Type-safe Embind port, compatible with the current API
This PR moves the JS wrapper to C++ by utilizing Embind. It aims at automating the process of binding as much as possible. Ideally, I want to get rid of any wrappers and automatically generate compatible bindings by wrapping the necessary methods in lambdas. If this succeeds, it may be possible in future to adapt API to make it more natural (including breaking changes).
Fixes https://github.com/WebAssembly/binaryen/issues/7560#issuecomment-2839523686
@kripken For some reason I get Maximum call stack size exceeded when importing the module after it has been built. Do you know why is that happening? Setting --stack-size to 2000 solves the problem.

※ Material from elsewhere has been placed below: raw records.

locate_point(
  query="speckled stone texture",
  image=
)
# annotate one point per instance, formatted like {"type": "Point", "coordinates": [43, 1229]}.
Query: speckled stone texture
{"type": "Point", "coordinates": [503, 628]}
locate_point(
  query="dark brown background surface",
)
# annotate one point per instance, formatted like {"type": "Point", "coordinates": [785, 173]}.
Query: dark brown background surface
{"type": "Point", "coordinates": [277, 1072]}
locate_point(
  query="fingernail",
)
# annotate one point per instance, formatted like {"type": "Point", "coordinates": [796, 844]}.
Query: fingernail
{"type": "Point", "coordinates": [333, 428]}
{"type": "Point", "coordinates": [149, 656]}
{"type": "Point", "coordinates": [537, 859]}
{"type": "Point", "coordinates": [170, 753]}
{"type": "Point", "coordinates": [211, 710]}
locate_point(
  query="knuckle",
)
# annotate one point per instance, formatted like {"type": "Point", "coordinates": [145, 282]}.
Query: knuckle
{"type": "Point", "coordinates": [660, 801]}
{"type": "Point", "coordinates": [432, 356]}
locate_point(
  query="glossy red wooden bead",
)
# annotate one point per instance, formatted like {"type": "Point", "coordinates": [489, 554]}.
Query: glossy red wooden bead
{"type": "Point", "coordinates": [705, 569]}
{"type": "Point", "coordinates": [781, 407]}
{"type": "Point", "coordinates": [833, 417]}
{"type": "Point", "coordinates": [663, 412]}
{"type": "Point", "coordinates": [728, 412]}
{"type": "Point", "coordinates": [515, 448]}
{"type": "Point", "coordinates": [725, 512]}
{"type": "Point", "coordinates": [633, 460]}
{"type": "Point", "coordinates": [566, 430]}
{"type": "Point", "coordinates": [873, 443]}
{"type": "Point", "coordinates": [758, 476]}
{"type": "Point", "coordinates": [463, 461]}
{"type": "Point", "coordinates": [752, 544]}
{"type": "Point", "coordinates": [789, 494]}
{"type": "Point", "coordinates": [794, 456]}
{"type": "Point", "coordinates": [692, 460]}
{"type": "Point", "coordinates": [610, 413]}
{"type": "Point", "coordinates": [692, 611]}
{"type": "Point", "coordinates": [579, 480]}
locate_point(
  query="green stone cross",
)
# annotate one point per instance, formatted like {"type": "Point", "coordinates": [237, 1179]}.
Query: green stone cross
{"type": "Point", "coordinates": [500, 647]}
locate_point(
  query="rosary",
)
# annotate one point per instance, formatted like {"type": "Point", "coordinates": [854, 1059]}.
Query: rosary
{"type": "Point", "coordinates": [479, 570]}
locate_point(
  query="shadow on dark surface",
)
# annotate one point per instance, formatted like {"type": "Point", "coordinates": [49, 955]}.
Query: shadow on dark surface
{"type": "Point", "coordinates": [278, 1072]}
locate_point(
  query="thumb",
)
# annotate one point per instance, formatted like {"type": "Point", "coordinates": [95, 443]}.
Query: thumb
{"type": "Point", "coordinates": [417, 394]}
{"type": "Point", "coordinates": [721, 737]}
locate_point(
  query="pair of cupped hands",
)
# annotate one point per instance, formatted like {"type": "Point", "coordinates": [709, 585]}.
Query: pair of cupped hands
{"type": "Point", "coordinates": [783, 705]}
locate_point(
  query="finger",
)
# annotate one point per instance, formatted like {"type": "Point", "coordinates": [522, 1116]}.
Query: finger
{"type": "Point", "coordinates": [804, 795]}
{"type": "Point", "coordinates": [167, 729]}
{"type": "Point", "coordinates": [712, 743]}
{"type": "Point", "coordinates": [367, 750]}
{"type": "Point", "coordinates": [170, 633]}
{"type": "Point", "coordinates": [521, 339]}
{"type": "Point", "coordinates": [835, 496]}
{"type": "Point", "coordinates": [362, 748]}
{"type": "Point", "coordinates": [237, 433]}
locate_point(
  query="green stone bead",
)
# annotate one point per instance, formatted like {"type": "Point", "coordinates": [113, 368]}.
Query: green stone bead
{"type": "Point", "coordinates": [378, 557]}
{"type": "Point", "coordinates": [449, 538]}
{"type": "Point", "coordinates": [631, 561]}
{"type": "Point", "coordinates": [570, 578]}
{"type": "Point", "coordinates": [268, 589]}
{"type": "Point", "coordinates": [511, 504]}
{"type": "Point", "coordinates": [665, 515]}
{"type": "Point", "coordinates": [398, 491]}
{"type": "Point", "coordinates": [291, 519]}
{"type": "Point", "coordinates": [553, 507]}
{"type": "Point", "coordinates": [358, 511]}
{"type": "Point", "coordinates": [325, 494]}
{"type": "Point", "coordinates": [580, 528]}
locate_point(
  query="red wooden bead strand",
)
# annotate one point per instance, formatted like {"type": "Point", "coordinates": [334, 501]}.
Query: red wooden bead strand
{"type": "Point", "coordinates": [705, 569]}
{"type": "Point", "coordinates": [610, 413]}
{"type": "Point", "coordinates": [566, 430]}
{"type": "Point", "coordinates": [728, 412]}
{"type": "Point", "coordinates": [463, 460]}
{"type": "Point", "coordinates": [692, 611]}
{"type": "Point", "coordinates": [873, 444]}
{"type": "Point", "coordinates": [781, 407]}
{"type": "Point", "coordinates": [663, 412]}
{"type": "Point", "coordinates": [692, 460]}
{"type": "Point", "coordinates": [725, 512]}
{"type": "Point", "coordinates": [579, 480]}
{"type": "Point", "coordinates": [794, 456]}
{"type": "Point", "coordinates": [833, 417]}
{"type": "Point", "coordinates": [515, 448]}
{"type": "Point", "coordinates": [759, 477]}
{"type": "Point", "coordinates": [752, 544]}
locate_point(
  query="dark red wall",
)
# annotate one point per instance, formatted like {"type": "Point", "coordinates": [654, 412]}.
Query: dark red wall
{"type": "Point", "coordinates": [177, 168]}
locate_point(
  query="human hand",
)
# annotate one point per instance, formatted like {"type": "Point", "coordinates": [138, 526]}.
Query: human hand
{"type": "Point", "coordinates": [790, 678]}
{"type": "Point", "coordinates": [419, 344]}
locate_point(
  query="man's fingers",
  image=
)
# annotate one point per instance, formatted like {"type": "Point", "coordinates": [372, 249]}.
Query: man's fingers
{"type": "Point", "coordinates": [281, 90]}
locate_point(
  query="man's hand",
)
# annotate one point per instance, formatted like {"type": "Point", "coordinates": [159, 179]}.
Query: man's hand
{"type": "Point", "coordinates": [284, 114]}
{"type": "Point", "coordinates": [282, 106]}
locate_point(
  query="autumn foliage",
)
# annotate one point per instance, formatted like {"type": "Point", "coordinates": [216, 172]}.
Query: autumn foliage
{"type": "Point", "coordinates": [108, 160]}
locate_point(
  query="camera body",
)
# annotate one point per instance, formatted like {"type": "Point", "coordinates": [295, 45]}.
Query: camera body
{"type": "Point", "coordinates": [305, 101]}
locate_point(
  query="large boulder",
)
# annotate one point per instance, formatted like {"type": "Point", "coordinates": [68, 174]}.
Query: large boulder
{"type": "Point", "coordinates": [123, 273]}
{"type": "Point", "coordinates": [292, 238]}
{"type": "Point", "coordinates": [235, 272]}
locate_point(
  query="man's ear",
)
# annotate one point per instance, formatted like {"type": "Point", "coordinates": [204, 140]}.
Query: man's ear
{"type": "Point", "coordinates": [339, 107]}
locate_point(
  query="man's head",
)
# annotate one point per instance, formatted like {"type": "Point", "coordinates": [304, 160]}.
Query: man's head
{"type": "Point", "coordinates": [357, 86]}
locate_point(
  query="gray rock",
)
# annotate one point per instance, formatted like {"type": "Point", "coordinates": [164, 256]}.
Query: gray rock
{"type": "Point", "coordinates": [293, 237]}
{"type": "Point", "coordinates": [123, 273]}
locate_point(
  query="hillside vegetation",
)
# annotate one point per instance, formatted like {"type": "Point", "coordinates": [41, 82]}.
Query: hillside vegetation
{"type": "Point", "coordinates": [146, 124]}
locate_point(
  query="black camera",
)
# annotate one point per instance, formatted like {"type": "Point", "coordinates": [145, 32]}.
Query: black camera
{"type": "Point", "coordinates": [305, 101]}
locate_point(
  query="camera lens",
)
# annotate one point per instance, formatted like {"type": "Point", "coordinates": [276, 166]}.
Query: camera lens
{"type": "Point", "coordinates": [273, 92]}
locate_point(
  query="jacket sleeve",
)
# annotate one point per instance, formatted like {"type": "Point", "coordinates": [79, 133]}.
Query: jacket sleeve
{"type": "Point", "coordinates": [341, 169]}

For some reason I get Maximum call stack size exceeded when importing the module
Hmm, strange. What is the full stack trace when you get that error? That could help understand if this is during the VM's compilation of the code, or in the JS itself as it executes during startup.
cc @brendandahl - are there known issues with embind there?
@kripken It seems like Node.JS fails to load the script:
node:internal/modules/cjs/loader:1427
const result = compileFunctionForCJSLoader(content, filename, false /* is_sea_main */, shouldDetectModule);
^
RangeError: Maximum call stack size exceeded
at wrapSafe (node:internal/modules/cjs/loader:1427:18)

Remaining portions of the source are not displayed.